Afghan finance minister rejects civil war 'doomsday' scenario

NEW DELHI - Afghanistan's finance minister on Monday rejected "doomsday" predictions that the impoverished country would plunge back into civil war when the bulk of US-led troops leave.

Many international observers have voiced fears Afghanistan could descend into civil war after the 2014 exit of Western combat forces - similar to the conflict the country experienced in the 1990s.

But Afghan Finance Minister Omar Zakhilwal told a business audience in the Indian capital that "the doomsday analysis in which ethnically-based political factions in Afghanistan will descend into civil war" was unfounded.

These predictions will "be proved wrong", Zakhilwal told the Federation of Indian Chambers of Commerce and Industry.

Next April's presidential elections "will be held on time - they are not going to lead to crisis, the Afghan people will accept as president whoever gets a majority of votes", Zakhilwal said.

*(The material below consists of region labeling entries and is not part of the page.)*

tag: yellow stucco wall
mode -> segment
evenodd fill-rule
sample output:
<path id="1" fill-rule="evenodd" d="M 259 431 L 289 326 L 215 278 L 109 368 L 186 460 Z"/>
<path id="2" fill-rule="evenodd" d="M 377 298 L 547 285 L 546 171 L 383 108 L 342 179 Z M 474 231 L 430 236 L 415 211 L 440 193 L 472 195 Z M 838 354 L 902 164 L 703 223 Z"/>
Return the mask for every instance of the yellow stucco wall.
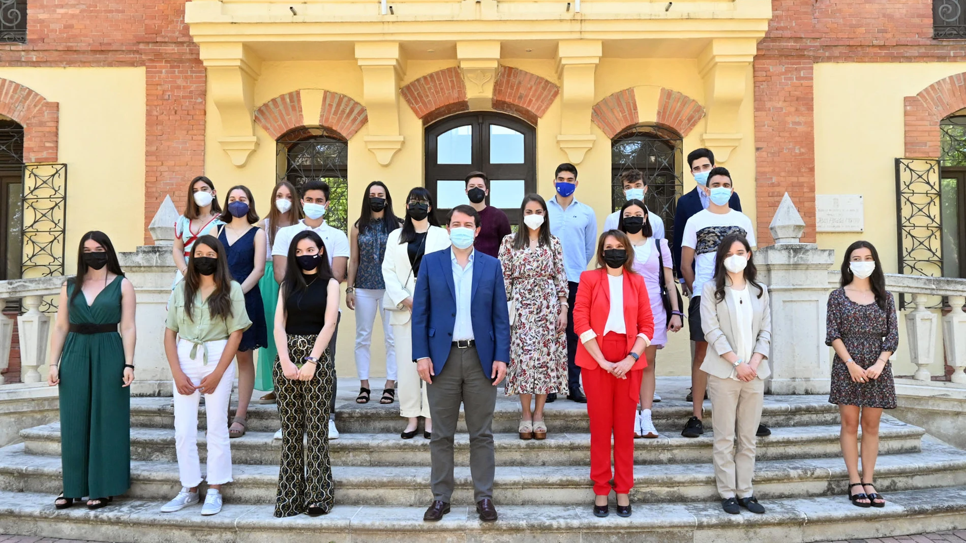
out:
<path id="1" fill-rule="evenodd" d="M 119 252 L 143 244 L 144 68 L 2 68 L 0 77 L 60 104 L 67 273 L 76 269 L 77 242 L 88 231 L 103 231 Z"/>

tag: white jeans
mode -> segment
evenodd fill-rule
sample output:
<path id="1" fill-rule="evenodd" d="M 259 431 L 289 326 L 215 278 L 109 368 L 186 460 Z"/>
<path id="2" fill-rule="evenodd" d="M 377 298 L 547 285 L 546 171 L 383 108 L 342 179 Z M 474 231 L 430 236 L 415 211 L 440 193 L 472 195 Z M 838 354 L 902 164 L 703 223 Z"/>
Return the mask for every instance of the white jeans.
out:
<path id="1" fill-rule="evenodd" d="M 377 312 L 383 319 L 383 334 L 385 336 L 385 378 L 396 380 L 396 349 L 389 315 L 383 309 L 384 293 L 385 290 L 382 288 L 355 289 L 355 370 L 361 381 L 369 379 L 369 361 L 372 359 L 369 346 L 372 343 L 372 327 L 376 322 Z"/>
<path id="2" fill-rule="evenodd" d="M 221 358 L 227 339 L 209 341 L 208 366 L 203 364 L 204 348 L 199 345 L 194 359 L 192 343 L 178 341 L 178 362 L 182 371 L 194 386 L 214 371 Z M 232 364 L 221 376 L 214 393 L 205 394 L 205 419 L 208 421 L 208 484 L 224 484 L 232 481 L 232 449 L 228 443 L 228 400 L 235 381 L 235 365 Z M 184 395 L 175 388 L 175 447 L 178 450 L 178 472 L 182 486 L 193 488 L 202 480 L 201 462 L 198 460 L 198 401 L 201 393 Z"/>

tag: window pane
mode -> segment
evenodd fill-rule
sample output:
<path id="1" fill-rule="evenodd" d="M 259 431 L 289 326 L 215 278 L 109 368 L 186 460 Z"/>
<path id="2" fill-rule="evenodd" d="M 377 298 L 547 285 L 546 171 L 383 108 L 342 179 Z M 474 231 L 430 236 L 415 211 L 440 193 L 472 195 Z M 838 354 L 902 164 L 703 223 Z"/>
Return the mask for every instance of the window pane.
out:
<path id="1" fill-rule="evenodd" d="M 463 204 L 469 204 L 466 181 L 440 179 L 436 182 L 436 204 L 440 209 L 450 209 Z"/>
<path id="2" fill-rule="evenodd" d="M 436 161 L 439 164 L 471 164 L 473 127 L 467 124 L 440 134 L 436 138 Z"/>
<path id="3" fill-rule="evenodd" d="M 490 125 L 490 164 L 523 164 L 524 135 L 516 130 Z"/>
<path id="4" fill-rule="evenodd" d="M 519 208 L 524 201 L 523 179 L 493 179 L 490 181 L 490 205 Z"/>

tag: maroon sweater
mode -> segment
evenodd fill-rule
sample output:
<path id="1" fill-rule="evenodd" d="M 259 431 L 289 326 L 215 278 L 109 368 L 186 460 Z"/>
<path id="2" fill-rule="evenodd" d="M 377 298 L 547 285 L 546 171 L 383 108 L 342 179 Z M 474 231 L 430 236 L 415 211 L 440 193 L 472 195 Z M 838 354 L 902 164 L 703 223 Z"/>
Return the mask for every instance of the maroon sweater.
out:
<path id="1" fill-rule="evenodd" d="M 503 236 L 510 233 L 510 219 L 498 207 L 487 205 L 480 211 L 480 233 L 473 246 L 484 255 L 497 258 Z"/>

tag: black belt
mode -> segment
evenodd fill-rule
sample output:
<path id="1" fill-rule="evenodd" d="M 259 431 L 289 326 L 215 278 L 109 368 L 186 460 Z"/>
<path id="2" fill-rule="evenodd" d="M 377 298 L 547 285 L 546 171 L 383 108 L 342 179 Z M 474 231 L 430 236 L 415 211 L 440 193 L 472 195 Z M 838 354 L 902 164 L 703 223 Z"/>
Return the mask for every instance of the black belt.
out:
<path id="1" fill-rule="evenodd" d="M 92 334 L 106 334 L 108 332 L 117 332 L 118 323 L 114 324 L 71 324 L 70 328 L 71 332 L 74 334 L 83 334 L 85 336 L 90 336 Z"/>

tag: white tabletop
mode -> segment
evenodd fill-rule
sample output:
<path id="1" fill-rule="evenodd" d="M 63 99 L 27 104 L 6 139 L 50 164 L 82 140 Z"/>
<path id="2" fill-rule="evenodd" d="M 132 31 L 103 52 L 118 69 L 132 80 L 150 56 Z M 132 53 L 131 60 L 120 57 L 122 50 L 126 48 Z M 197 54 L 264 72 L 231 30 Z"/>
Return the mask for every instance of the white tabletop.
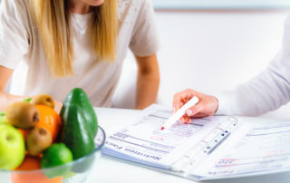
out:
<path id="1" fill-rule="evenodd" d="M 140 111 L 96 108 L 99 125 L 106 133 L 112 129 L 121 128 L 136 120 Z M 290 143 L 290 142 L 289 142 Z M 193 180 L 176 177 L 173 175 L 155 171 L 147 168 L 102 157 L 97 166 L 92 169 L 87 183 L 192 183 Z M 207 182 L 225 183 L 289 183 L 289 173 L 278 173 L 266 176 L 220 179 Z"/>

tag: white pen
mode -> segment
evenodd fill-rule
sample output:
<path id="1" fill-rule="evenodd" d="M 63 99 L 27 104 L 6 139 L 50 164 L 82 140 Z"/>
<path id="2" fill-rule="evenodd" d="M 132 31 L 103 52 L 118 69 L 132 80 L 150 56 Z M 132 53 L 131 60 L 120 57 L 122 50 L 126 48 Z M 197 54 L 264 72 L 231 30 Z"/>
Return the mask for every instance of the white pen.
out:
<path id="1" fill-rule="evenodd" d="M 179 118 L 181 118 L 185 114 L 185 111 L 187 110 L 196 105 L 198 101 L 199 100 L 198 97 L 192 97 L 188 102 L 186 102 L 186 104 L 184 104 L 179 111 L 177 111 L 172 116 L 170 116 L 169 120 L 165 121 L 164 125 L 161 128 L 161 130 L 173 125 Z"/>

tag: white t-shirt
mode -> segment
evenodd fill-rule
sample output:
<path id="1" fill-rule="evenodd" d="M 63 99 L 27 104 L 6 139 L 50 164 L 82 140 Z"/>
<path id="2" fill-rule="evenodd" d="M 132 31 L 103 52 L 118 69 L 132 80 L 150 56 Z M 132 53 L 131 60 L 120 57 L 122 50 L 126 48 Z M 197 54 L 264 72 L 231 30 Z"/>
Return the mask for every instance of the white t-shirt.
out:
<path id="1" fill-rule="evenodd" d="M 102 62 L 94 56 L 89 40 L 84 37 L 91 15 L 72 14 L 75 75 L 55 79 L 51 77 L 46 65 L 41 38 L 31 21 L 27 1 L 3 0 L 0 65 L 14 70 L 10 93 L 48 93 L 63 101 L 72 88 L 80 87 L 94 106 L 111 107 L 128 47 L 138 56 L 151 55 L 158 50 L 154 11 L 149 0 L 118 1 L 120 32 L 113 63 Z"/>
<path id="2" fill-rule="evenodd" d="M 257 116 L 290 101 L 290 16 L 285 24 L 282 49 L 256 77 L 217 98 L 217 114 Z"/>

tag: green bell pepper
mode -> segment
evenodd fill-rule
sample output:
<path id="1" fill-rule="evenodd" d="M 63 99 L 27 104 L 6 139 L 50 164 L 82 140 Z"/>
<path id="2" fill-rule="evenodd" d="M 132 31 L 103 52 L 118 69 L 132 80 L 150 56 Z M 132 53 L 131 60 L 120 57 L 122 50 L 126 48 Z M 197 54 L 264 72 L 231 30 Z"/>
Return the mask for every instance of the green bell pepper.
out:
<path id="1" fill-rule="evenodd" d="M 62 114 L 63 128 L 62 141 L 72 150 L 73 159 L 82 158 L 94 149 L 94 136 L 79 105 L 71 103 Z"/>
<path id="2" fill-rule="evenodd" d="M 61 116 L 63 116 L 66 109 L 72 104 L 78 105 L 82 110 L 85 121 L 89 124 L 90 130 L 95 137 L 98 131 L 98 119 L 90 99 L 82 89 L 74 88 L 69 92 L 64 100 Z"/>

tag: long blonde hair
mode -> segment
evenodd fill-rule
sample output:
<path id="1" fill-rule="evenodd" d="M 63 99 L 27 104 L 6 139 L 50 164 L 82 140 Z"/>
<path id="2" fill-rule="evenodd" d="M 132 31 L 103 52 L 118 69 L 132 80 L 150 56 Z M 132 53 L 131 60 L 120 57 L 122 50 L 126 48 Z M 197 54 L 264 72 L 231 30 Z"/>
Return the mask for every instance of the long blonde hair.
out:
<path id="1" fill-rule="evenodd" d="M 47 65 L 54 77 L 73 75 L 73 48 L 67 0 L 30 0 Z M 93 7 L 88 27 L 92 50 L 102 60 L 113 61 L 118 32 L 117 2 L 105 0 Z"/>

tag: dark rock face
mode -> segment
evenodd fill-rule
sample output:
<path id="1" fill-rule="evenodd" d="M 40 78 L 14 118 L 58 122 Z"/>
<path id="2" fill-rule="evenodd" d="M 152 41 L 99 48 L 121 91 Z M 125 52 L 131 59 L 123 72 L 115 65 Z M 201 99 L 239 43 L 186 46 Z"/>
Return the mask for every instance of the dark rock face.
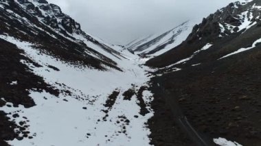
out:
<path id="1" fill-rule="evenodd" d="M 175 63 L 182 59 L 190 57 L 194 52 L 201 49 L 207 43 L 215 44 L 216 42 L 227 41 L 240 36 L 245 29 L 239 31 L 239 26 L 249 21 L 251 24 L 260 22 L 260 10 L 255 5 L 260 5 L 258 0 L 254 0 L 245 5 L 239 2 L 230 3 L 228 6 L 218 10 L 213 14 L 203 19 L 199 25 L 196 25 L 188 38 L 179 46 L 147 62 L 147 64 L 156 67 L 163 67 Z M 248 34 L 248 33 L 247 33 Z M 256 38 L 258 36 L 253 38 Z M 251 42 L 249 42 L 251 43 Z M 215 54 L 213 60 L 222 57 L 228 51 L 238 49 L 231 49 L 229 51 L 220 49 L 220 55 Z M 218 50 L 217 50 L 218 51 Z M 168 59 L 166 59 L 168 58 Z"/>
<path id="2" fill-rule="evenodd" d="M 260 5 L 261 1 L 257 0 L 229 4 L 194 26 L 179 46 L 146 62 L 150 66 L 162 67 L 155 73 L 162 75 L 152 79 L 152 88 L 155 88 L 152 104 L 155 119 L 150 124 L 153 144 L 190 145 L 174 140 L 169 142 L 168 138 L 157 139 L 165 133 L 170 134 L 169 130 L 173 128 L 173 123 L 167 120 L 157 120 L 171 115 L 167 108 L 162 108 L 168 104 L 158 93 L 156 78 L 159 78 L 166 93 L 179 101 L 191 124 L 210 141 L 224 137 L 242 145 L 261 145 L 260 43 L 251 49 L 219 60 L 239 49 L 251 47 L 261 38 L 258 20 L 261 10 L 255 8 Z M 249 27 L 242 28 L 246 22 Z M 207 43 L 213 45 L 195 53 Z M 174 64 L 191 56 L 186 62 Z M 173 71 L 175 68 L 181 70 Z M 177 135 L 172 139 L 181 137 Z"/>
<path id="3" fill-rule="evenodd" d="M 103 64 L 120 70 L 111 59 L 88 47 L 71 34 L 80 35 L 110 53 L 120 53 L 86 34 L 80 29 L 80 24 L 63 14 L 58 6 L 49 5 L 45 1 L 1 1 L 0 5 L 4 9 L 0 8 L 0 32 L 38 44 L 47 53 L 72 64 L 80 62 L 84 66 L 104 70 L 101 66 Z"/>
<path id="4" fill-rule="evenodd" d="M 35 64 L 21 55 L 23 53 L 15 45 L 0 39 L 0 97 L 4 99 L 0 99 L 1 107 L 6 104 L 5 101 L 12 103 L 14 107 L 18 107 L 19 105 L 23 105 L 25 108 L 34 106 L 35 104 L 27 89 L 35 88 L 38 92 L 45 90 L 52 95 L 59 95 L 58 90 L 45 83 L 42 77 L 30 72 L 29 68 L 20 62 L 21 60 L 24 60 Z M 10 85 L 10 83 L 14 80 L 17 80 L 19 84 Z M 23 136 L 27 137 L 28 135 L 25 123 L 21 122 L 16 125 L 6 116 L 6 113 L 0 111 L 0 145 L 8 145 L 5 141 L 22 139 Z M 19 114 L 14 114 L 12 117 L 19 117 Z M 14 129 L 17 128 L 20 130 L 14 132 Z M 20 137 L 19 133 L 24 134 Z"/>

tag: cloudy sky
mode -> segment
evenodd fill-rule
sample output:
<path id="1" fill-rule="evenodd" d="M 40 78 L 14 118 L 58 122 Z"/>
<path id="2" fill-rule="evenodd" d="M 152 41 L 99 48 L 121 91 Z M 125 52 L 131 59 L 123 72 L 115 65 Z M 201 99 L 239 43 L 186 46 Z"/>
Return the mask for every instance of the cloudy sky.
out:
<path id="1" fill-rule="evenodd" d="M 47 0 L 86 32 L 125 45 L 144 35 L 198 21 L 235 0 Z"/>

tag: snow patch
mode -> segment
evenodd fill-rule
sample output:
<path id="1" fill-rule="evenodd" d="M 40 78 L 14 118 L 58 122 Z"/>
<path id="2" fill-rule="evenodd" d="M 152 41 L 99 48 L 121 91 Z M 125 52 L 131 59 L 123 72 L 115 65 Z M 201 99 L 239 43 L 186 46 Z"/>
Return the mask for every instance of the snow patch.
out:
<path id="1" fill-rule="evenodd" d="M 36 104 L 30 108 L 21 106 L 0 108 L 6 112 L 20 111 L 20 117 L 27 117 L 29 131 L 34 134 L 32 139 L 8 141 L 10 145 L 150 145 L 150 132 L 146 123 L 153 116 L 150 106 L 153 95 L 150 90 L 143 93 L 143 99 L 149 111 L 145 116 L 139 114 L 141 107 L 136 96 L 128 101 L 124 100 L 122 95 L 124 91 L 133 88 L 131 84 L 137 86 L 135 90 L 141 86 L 148 86 L 146 82 L 149 78 L 145 70 L 149 69 L 141 66 L 143 61 L 131 56 L 122 60 L 120 64 L 124 73 L 113 69 L 100 71 L 78 68 L 41 53 L 34 47 L 37 45 L 30 42 L 7 36 L 0 36 L 0 38 L 24 50 L 24 56 L 42 66 L 36 67 L 25 60 L 21 62 L 27 65 L 34 73 L 43 77 L 45 82 L 60 90 L 58 97 L 45 91 L 29 90 L 30 96 Z M 60 71 L 52 70 L 49 65 Z M 106 114 L 104 112 L 106 110 L 104 104 L 116 88 L 120 94 Z M 63 92 L 65 90 L 71 93 L 66 94 Z M 124 120 L 128 119 L 129 123 L 122 122 L 120 117 L 126 118 Z M 18 118 L 14 121 L 19 123 L 20 120 Z"/>
<path id="2" fill-rule="evenodd" d="M 233 52 L 233 53 L 229 53 L 229 54 L 227 54 L 227 55 L 226 55 L 226 56 L 223 56 L 223 57 L 219 58 L 218 60 L 220 60 L 220 59 L 223 59 L 223 58 L 225 58 L 229 57 L 229 56 L 233 56 L 233 55 L 235 55 L 235 54 L 236 54 L 236 53 L 241 53 L 241 52 L 243 52 L 243 51 L 247 51 L 247 50 L 251 49 L 254 48 L 254 47 L 256 47 L 256 45 L 258 43 L 260 43 L 260 42 L 261 42 L 261 38 L 260 38 L 260 39 L 256 40 L 256 41 L 253 43 L 252 47 L 248 47 L 248 48 L 241 48 L 241 49 L 238 49 L 238 50 L 237 50 L 237 51 L 234 51 L 234 52 Z"/>

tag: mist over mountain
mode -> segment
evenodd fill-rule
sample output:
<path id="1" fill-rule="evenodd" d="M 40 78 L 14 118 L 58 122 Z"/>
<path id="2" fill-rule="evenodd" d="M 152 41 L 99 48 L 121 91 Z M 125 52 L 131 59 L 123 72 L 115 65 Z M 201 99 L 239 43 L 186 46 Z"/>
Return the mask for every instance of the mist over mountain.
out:
<path id="1" fill-rule="evenodd" d="M 0 0 L 0 146 L 261 145 L 261 0 L 56 1 Z"/>
<path id="2" fill-rule="evenodd" d="M 124 45 L 137 38 L 167 32 L 188 20 L 200 23 L 203 17 L 236 0 L 48 1 L 60 5 L 84 31 Z"/>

"There will be no civil war," Zakhilwal said as he pitched for foreign investment in the landlocked nation at a conference on "Doing Business With Afghanistan".

The presidential elections are seen as laying the base for a future Afghanistan as the United States and other Western nations wind down their military commitment but the political process has been fraught with discord.

President Hamid Karzai, accused by opponents of widespread corruption, is constitutionally barred from seeking a third term.

Most of NATO's tens of thousands of troops are due to pull out of Afghanistan by the end of 2014 and a credible election is seen as vital to stability in Afghanistan's first-ever democratic power transfer.

Meanwhile, overshadowing the recent announcement of 10 presidential candidates is next week's "loya jirga" or grand assembly of tribal elders, which will decide on a crucial security pact with the United States.

If the agreement is passed, up to 10,000 US troops will stay in Afghanistan to help fight Al-Qaeda remnants and train the national army.

There are fears if a deal is not reached - the legal status of US forces is a major sticking point - all American troops will pull out and local forces will struggle to contain the Taliban.

Under this so-called "zero option" scenario, whoever emerges winner after the April 5 polls will face a much stiffer task in maintaining Afghanistan's fragile stability.

However, Zakhilwal said Afghan security forces were more than capable of ensuring peace in the country.

"Wherever international forces have withdrawn and Afghan forces taken over, not only they have maintained the security, they have improved upon the security," he said.